Marco non abitava da tempo in quella casa: era stato comunque lui a dare l’allarme, telefonando al 118. In seguito aveva raccontato di essere arrivato nell’abitazione verso le 17 e di aver trovato i genitori in fin di vita. Una versione che non ha mai convinto gli inquirenti, che hanno individuato diversi indizi a suo carico.

Il presunto assassino forse ha ucciso perché non accettava la doppia vita del padre

Come detto, subito dopo il delitto, chi indagava ha seguito la pista economica: infatti il giovane avrebbe voluto che i genitori vendessero la casa della nonna paterna, rimasta disabitata dopo la sua scomparsa. Tuttavia negli ultimi giorni gli inquirenti hanno incominciato a seguire un’altra ipotesi, rivelata dalla stampa locale: Paolo Eletti sin dal giugno 2020 si era iscritto a Facebook con un nome inventato per aprire un profilo in cui lanciava messaggi a favore dei diritti dei gay e raccontava delle sue relazioni con altri uomini.

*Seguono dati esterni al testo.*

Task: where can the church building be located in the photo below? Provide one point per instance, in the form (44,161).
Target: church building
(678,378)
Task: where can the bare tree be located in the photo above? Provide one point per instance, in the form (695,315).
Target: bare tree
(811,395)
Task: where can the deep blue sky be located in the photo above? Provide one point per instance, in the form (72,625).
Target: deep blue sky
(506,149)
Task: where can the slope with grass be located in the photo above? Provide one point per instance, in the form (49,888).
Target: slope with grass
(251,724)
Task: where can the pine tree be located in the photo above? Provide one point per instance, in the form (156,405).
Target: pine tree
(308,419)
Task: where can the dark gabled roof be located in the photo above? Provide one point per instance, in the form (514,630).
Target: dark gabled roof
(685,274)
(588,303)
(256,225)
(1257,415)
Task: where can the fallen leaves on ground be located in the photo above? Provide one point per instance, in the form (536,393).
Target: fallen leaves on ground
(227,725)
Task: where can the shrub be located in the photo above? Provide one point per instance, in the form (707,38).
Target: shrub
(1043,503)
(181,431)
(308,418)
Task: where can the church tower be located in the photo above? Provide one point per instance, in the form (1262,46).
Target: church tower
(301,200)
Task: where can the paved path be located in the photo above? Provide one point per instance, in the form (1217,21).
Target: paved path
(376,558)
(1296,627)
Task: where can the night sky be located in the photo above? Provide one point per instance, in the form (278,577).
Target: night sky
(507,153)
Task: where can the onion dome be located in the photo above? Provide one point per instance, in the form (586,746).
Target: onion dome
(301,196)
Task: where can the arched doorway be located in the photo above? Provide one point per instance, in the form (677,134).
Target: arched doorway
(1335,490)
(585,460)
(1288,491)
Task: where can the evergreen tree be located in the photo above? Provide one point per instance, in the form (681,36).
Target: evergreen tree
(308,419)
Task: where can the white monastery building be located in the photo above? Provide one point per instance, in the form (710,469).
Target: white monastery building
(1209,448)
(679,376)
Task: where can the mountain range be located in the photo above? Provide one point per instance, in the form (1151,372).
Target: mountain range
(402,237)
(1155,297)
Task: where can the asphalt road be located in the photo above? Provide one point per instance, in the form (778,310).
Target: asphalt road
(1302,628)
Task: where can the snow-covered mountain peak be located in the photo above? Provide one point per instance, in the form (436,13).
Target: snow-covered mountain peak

Nel corso delle indagini i carabinieri, coordinati dalla pm Piera Cristina Giannusa, si sono imbattuti in una serie di messaggi sui social, come quelli a favore del ddl Zan o quelli in cui l’uomo raccontava di aver dovuto rinunciare alle sue relazioni extra-coniugali a causa della pandemia di coronavirus. Gli inquirenti pensano che il figlio, dopo essere venuto a sapere di questa doppia vita del 57enne, nascosta dal matrimonio con la moglie Sabrina, abbia reagito con violenza.

Dopo aver ucciso il padre, il 33enne avrebbe inscenato il tentativo di togliersi la vita della madre

Sin dall’inizio gli inquirenti hanno notato una serie di incongruenze nel racconto dei fatti da parte del giovane, che hanno fatto pensare che il ragazzo avesse ucciso il padre e cercato di inscenare il suicidio della madre, che però è sopravvissuta.

La donna, dopo essere stata tenuta per circa un mese in coma farmacologico, a maggio si è risvegliata: solo pochi giorni fa avrebbe parlato ai carabinieri, spiegando di non ricordare molto dell'accaduto. Il 33enne inizialmente aveva raccontato delle continue liti tra i genitori, per poi avvalersi della facoltà di non rispondere al gip, dopo il suo arresto, avvenuto la mattina del 25 aprile, con l'accusa di aver ucciso il papà, con le aggravanti della premeditazione e dei futili motivi, oltre che per aver tentato di togliere la vita alla mamma. Il ragazzo dal carcere di Modena continua a dichiararsi innocente, anche se per chi indaga avrebbe premeditato il delitto, dopo aver saputo delle relazioni omosessuali del padre.